Ils permettent en tout cas de dénoncer plus facilement des pillages qui autrefois seraient peut-être passés inaperçus. En revanche, ils véhiculent aussi beaucoup de bêtises! Il faut se méfier de ceux et celles qui brandissent à tout crin l’appropriation culturelle pour démontrer qu’ils ne sont pas racistes. Ce type de raccourci peut s’avérer contre-productif vis-à-vis de la cause que l’on cherche à défendre. Mon fils, qui est quarteron – je suis moi-même métisse -, en a fait l’expérience. Parce qu’il a des origines noires, certains de ses amis estimaient qu’il était le seul de la bande à pouvoir porter un bracelet de perles de couleurs sous prétexte qu’ils pensaient – à tort en plus – qu’il s’agissait d’un bijou massai! De la même manière, je n’ai pas compris ce que l’on reprochait aux jeunes filles blanches qui se faisaient des tresses collées pendant les festivals. Il n’y avait aucune intention de se moquer ni de piller qui que ce soit: pour moi, nous sommes là dans le registre de l’inspiration ou de l’imitation.

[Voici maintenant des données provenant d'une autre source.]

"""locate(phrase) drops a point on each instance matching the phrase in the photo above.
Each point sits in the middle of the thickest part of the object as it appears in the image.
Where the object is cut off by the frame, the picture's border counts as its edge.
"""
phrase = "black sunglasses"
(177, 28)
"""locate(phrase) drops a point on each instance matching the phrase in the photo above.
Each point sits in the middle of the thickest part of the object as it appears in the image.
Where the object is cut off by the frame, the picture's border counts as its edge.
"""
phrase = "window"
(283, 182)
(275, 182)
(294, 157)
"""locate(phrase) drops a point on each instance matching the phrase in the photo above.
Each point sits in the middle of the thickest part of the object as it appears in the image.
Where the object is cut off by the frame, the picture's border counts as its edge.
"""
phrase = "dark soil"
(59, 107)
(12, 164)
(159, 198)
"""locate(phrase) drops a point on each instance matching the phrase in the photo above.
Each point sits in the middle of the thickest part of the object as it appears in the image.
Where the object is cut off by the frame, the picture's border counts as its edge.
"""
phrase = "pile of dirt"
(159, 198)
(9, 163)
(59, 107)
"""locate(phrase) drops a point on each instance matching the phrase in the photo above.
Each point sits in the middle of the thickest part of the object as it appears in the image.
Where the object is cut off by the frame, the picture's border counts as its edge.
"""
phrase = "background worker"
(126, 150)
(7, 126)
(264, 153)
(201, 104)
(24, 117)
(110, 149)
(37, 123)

La notion même d’appropriation culturelle est née sur les campus américains dans les années 80. Les grilles d’analyse importées d’un pays qui connaît un regain de tensions raciales liées à son histoire peuvent-elles être transposées sans biais dans une Europe qui doit faire face elle aussi à une montée du racisme?
Il existe un malaise propre aux Etats-Unis lié à la manière dont la population blanche a dominé et cherche encore à dominer les Noirs et les Amérindiens. Toutes les indignations se retrouvent sur le même pied et les réels problèmes – comme la violence policière vis-à-vis des Noirs par exemple – risquent de s’en trouver banalisés. N’oublions pas que cela peut aussi arranger certains groupes d’empêcher le métissage. Il faut se méfier de l’interdiction du partage. D’un point de vue anthropologique, une culture ne peut exister en vase clos, sinon elle cesse d’évoluer et elle meurt. L’emprunt et l’imitation participent à sa construction.